Private sales no longer able to support social home building
Model is broken say mega-associations
UK housing policy is ‘broken’ and will not deliver the number of social homes the government wants, some of the country’s most powerful housing associations have warned.
The Volume Developers Group, which includes mega-associations London & Quadrant and Riverside, is lobbying the government for revolutionary changes to end their dependence on the crashing property market. Backed by the G15 group of London’s largest associations, the landlords have warned the government they are no longer able to subsidise social housing development by selling private and shared ownership homes.
Writing in this week’s Inside Housing on behalf of both groups, L&Q Group chief executive David Montague calls for a ‘fourth way’ – beyond the ‘third way’ of public-private partnership that housing associations have embodied for many years. This would involve bringing forward the entire unspent affordable housing budget for the next three years. Until private lenders regained confidence, the government would be the main source of associations’ development cash, providing a combination of grants and equity investment.
Mr Montague admitted this plan would mean fewer homes for the money. But he added: ‘Nothing is going to be built under the current model. The current model is broken.
’L&Q was not planning to build any new homes for private sale in the next 18 months, Mr Montague said.

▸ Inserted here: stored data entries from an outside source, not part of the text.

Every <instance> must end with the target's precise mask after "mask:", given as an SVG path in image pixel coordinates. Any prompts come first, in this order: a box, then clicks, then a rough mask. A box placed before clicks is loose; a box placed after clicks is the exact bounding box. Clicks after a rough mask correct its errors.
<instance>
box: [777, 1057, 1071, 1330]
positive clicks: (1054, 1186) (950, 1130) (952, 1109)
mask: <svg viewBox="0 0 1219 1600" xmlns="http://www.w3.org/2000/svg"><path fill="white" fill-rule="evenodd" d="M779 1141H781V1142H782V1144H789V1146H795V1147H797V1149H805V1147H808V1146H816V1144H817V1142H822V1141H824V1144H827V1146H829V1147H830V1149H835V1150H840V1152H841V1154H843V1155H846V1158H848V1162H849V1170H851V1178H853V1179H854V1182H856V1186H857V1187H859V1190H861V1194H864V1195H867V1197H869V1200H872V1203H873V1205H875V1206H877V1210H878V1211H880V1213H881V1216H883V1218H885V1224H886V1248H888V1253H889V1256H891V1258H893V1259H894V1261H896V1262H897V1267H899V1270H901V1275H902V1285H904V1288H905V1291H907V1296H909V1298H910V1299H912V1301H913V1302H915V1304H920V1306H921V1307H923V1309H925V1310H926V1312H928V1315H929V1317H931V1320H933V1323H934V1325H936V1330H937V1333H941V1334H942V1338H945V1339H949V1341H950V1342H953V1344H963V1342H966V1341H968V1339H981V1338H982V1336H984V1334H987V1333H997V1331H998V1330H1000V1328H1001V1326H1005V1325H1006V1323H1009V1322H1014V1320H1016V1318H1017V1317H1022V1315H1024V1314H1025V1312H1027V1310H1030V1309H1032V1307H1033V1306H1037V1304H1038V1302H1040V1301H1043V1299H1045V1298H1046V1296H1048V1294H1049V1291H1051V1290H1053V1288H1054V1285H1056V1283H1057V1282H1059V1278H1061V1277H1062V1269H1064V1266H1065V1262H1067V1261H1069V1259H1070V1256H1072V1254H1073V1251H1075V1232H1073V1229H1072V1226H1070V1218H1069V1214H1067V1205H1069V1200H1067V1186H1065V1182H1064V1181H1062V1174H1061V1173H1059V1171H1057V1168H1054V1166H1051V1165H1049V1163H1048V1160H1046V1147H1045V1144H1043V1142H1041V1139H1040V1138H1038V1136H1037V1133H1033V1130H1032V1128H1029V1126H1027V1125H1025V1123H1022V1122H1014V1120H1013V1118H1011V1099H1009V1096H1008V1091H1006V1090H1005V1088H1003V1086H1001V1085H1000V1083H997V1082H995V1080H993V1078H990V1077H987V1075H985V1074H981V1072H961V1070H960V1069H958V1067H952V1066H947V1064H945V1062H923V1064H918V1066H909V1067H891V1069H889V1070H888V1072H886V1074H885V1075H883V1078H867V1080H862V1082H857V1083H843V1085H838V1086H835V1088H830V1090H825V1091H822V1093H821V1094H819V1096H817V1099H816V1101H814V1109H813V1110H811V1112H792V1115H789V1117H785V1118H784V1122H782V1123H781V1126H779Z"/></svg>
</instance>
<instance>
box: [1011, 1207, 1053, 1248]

Keith Exford, chief executive of Affinity Sutton, said the government would ‘unequivocally’ fail to meet its social housing targets in the next three years with current resources. ‘We typically build about 1,000 homes a year. We will not be building this many homes next year because that can’t be sustained without profits from sales.
’Sir Bob Kerslake, chief executive designate of the Homes and Communities Agency, said: ‘We wouldn’t rule out bids without cross-subsidy, but would look for a range of proposals to come forward.